A week has passed since the Federal Reserve attempted to calm fears about a U.S. economic slowdown with a 25-basis point rate cut and Fed Chair Jerome Powell refrained from endorsing additional rate cuts in September and December. Initially, the moves worked with Treasury yields inching higher, the U.S. Dollar firming and stocks heading higher. However, the reaction was short-lived as President Trump’s announcement of additional tariffs on China and its retaliation rekindled the very fears the Fed was hoping to dampen.

At least that’s what the price action in the financial markets have been telling us this week, but Tuesday’s comments from Federal Reserve Bank of St. Louis President James Bullard indicate a different perspective.

Although this week’s plunge in Treasury yields indicates investors think the Fed has to do more to “save” the economy from the impact of a global economic slowdown, Bullard thinks policymakers have already taken steps to account for trade-war uncertainty and he currently forecasts one more interest rate cut this year. So just like the May-June period when the markets were telegraphing a Fed rate cut in July, it seems we’re back to the market dictating what the Fed should do with rates the rest of the year.

“U.S. monetary policy cannot reasonably react to the day-to-day give-and-take of trade negotiations,” Bullard said Tuesday in a presentation to the National Economists Club in Washington.

“We will have to see how the data rolls in between now and the meeting,” Bullard told reporters after his speech. “Sitting here today” he added, his outlook has not “changed dramatically from June” when he penciled in half a percentage point of easing by year-end.

Remember that Bullard dissented in June in favor of a 25-basis point rate cut, which the Federal Open Market Committee delivered on July 31. His decision at that time showed he was a little ahead of his colleagues. However, yesterday’s reluctance to signal the need of an additional rate cut in September combined with Fed Chair Jerome Powell’s less-dovish remarks last week suggests he is back on the same page with other central bank members in hesitating to endorse another cut at the next meeting.

“I have been one of the more dovish members of the committee, but you certainly can point to relatively strong GDP growth, relatively strong labor markets,” he said. “There is a case to be made, I think, for doing less, and that is where the push and pull is on the committee.”

Bullard also added he would “like to do more” to get inflation and inflation expectations higher.

The St.
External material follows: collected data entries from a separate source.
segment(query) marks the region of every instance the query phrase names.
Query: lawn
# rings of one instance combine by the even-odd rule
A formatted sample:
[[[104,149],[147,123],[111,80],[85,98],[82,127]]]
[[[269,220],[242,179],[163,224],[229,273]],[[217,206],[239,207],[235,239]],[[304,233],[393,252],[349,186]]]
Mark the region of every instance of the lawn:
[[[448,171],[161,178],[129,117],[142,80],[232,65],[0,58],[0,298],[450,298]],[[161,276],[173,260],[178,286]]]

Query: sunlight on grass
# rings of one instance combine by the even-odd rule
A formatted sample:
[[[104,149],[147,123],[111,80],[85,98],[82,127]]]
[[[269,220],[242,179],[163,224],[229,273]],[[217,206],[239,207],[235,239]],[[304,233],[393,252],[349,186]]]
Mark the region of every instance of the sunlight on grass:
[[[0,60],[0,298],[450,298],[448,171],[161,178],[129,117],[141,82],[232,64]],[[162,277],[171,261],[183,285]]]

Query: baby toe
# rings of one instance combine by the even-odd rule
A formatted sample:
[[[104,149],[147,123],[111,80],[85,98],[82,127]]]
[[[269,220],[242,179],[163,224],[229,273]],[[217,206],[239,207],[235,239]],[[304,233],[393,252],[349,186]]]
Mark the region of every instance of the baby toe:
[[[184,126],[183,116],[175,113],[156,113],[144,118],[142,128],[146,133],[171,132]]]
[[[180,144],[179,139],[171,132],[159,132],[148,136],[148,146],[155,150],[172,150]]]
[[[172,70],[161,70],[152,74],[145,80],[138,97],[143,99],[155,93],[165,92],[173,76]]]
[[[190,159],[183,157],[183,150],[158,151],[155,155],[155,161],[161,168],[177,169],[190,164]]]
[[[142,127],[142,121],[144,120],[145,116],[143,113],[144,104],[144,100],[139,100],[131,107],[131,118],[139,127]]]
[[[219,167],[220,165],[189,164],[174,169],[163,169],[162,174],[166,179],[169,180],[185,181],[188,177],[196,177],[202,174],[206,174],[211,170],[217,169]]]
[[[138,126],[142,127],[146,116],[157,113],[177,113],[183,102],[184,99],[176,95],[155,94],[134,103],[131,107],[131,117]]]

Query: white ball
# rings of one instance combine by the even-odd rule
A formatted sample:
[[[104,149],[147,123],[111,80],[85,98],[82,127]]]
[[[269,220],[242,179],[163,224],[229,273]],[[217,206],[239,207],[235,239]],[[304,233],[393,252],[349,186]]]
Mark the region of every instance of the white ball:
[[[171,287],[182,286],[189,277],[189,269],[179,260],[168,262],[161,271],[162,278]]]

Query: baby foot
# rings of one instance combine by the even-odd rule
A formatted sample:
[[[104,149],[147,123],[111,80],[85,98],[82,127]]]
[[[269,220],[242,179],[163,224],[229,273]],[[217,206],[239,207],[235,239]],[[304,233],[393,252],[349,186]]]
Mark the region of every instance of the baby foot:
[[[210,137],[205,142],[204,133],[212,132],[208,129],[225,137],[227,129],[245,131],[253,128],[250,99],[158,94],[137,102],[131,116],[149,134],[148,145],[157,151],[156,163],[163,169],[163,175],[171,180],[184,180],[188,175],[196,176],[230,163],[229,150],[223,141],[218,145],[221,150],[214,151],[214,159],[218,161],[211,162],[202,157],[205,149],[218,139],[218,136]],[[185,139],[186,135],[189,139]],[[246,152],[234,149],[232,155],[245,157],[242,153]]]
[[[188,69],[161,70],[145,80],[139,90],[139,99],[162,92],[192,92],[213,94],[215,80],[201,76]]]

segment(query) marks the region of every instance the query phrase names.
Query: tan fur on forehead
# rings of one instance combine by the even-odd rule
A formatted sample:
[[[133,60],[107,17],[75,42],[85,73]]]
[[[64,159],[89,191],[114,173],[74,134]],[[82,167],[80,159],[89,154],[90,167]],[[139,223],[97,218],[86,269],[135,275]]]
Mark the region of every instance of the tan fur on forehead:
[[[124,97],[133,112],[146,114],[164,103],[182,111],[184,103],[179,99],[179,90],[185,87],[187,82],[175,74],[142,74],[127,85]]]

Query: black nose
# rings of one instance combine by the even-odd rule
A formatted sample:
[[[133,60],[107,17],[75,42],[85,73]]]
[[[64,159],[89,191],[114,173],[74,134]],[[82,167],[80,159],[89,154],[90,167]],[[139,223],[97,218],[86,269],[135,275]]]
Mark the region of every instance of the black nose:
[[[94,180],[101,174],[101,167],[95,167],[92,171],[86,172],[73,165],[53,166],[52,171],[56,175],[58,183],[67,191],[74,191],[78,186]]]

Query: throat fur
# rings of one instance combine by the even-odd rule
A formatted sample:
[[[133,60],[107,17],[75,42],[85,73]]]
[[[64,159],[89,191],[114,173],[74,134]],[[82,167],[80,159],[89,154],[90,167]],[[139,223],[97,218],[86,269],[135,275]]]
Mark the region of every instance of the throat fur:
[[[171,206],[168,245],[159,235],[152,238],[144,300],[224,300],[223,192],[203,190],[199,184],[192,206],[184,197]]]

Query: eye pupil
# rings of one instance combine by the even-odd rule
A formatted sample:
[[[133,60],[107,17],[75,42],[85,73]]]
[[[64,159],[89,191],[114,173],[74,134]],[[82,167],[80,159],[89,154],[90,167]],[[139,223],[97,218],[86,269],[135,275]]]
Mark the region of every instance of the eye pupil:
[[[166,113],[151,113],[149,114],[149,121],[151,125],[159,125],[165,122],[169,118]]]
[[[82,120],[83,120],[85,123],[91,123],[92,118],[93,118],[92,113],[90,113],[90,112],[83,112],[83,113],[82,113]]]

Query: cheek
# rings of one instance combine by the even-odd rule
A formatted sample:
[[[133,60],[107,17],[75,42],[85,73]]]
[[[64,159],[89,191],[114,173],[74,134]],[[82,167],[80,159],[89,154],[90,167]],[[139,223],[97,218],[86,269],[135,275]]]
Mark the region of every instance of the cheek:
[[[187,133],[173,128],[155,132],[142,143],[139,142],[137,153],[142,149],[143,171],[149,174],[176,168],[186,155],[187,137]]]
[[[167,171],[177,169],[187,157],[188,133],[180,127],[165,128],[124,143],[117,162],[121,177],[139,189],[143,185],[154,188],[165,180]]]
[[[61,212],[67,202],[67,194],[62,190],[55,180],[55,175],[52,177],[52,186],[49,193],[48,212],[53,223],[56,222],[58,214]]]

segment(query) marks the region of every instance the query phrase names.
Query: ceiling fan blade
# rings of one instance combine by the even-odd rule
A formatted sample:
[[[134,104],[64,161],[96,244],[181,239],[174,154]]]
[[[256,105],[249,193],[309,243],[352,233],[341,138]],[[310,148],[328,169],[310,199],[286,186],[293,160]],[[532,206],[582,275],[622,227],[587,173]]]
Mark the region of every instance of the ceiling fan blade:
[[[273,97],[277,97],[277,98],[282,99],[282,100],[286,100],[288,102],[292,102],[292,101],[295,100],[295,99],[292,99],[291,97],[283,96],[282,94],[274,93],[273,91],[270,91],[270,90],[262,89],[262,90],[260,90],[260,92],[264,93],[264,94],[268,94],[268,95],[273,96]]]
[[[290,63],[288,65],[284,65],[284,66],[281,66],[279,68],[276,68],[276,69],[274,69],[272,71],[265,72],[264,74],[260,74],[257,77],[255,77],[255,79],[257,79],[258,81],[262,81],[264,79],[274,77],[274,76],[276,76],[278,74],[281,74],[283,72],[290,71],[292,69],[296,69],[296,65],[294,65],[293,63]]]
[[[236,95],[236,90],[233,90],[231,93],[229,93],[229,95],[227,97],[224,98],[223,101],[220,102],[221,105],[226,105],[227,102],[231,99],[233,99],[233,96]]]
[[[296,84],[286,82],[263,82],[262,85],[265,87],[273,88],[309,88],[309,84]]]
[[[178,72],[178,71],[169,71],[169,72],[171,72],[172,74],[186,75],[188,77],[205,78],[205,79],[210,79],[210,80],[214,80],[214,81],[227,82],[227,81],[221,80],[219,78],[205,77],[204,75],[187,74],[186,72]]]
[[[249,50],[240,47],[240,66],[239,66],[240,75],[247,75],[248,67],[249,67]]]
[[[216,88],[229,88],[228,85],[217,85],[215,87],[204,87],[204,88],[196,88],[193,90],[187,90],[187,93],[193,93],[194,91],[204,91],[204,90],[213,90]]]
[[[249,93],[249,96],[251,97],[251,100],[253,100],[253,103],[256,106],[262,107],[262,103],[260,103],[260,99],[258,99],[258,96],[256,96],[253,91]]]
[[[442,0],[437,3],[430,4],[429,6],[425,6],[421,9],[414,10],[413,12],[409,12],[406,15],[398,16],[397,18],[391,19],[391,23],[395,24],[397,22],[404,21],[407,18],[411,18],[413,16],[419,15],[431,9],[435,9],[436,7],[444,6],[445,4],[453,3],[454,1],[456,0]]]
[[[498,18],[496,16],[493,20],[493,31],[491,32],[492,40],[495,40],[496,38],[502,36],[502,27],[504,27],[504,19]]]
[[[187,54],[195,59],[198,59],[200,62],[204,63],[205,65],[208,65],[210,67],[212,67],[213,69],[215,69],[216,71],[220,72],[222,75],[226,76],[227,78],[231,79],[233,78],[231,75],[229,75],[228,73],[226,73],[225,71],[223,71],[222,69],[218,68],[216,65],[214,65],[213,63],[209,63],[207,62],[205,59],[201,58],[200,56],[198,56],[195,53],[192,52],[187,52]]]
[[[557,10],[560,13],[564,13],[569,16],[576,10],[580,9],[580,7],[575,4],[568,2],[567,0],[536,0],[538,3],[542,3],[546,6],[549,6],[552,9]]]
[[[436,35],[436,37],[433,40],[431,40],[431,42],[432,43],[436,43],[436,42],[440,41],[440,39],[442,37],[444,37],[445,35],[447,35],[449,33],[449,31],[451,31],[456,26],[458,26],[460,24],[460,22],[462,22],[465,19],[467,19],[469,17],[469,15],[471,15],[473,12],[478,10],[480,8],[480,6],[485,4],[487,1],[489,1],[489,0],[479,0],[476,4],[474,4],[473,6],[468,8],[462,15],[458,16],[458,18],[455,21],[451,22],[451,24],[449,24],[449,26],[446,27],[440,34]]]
Louis Fed president also said the FOMC has already adjusted policy significantly this year in anticipation of slowing growth and trade uncertainty.

“While additional policy action may be desirable, the long and variable lags in the effects of monetary policy suggest that the effects of previous actions are only now beginning to impact macroeconomic outcomes,” Bullard said in his presentation.
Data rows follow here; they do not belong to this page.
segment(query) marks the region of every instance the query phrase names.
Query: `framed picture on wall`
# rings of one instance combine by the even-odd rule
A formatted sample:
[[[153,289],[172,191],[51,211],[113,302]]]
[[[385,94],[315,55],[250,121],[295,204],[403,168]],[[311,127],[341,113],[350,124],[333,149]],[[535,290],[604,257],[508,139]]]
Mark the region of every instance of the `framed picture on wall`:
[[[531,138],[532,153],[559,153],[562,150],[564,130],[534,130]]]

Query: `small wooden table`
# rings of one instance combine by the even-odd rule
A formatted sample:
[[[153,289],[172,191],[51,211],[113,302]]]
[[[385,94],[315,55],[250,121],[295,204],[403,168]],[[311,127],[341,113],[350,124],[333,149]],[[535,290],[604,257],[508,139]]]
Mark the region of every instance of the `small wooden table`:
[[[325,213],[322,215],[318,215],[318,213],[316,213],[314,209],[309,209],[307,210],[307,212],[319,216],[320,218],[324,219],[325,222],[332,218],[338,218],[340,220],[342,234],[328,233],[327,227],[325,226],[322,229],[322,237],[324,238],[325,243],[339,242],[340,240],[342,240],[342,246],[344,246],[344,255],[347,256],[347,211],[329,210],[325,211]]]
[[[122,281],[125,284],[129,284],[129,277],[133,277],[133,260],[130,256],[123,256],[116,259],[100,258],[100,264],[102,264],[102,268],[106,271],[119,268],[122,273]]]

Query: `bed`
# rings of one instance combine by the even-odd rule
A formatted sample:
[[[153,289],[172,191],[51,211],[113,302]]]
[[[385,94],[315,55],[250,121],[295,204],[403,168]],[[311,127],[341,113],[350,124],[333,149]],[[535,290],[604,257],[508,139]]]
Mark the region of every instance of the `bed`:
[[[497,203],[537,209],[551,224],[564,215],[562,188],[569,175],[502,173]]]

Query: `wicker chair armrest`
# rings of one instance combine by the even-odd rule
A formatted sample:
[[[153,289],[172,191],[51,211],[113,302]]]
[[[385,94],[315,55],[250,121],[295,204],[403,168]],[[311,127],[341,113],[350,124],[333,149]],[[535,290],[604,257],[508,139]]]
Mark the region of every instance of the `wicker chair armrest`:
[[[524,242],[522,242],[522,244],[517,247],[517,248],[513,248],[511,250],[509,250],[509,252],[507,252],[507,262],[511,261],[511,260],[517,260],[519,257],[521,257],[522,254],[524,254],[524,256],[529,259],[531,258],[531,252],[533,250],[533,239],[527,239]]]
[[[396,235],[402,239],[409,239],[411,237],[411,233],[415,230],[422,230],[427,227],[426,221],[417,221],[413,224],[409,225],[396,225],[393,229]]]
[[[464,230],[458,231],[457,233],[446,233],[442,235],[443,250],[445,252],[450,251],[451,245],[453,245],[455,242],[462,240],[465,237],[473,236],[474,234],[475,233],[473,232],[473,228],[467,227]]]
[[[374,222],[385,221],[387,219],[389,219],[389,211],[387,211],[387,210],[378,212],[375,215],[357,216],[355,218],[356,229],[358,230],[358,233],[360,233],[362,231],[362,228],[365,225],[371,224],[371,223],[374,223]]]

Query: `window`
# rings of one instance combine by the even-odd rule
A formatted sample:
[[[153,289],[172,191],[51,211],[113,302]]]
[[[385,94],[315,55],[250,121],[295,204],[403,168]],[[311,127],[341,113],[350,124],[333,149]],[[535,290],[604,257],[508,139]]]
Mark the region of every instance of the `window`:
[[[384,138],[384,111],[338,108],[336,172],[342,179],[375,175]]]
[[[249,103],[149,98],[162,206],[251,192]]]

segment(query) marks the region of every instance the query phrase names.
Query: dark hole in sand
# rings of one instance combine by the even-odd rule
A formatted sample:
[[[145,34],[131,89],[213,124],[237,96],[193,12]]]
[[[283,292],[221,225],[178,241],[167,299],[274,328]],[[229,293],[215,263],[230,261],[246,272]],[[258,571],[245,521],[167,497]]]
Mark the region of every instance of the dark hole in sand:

He further added that policymakers may need to get accustomed to greater trade uncertainty.

“I do not expect this uncertainty to dissipate in the quarters and years ahead,” he said, adding this likely chilling business investment and feeding into slower global growth.

While Bullard seemed to be indicating that Fed policymakers need to see how the data plays out before making a decision to cut again in September, some of his comments suggest a “hope for the best, but prepare for the worst” attitude.

For example, he said, growth this year has been expected to slow from 2.5% in 2018. However, Bullard added, “a key risk has been that global trade uncertainties may cause this slowing to be sharper-than-anticipated.”

He also added, a more meaningful inversion of the yield curve continues to pose a threat, noting that such a phenomenon “has tended to predict the onset of recession in the U.S. during the postwar era.”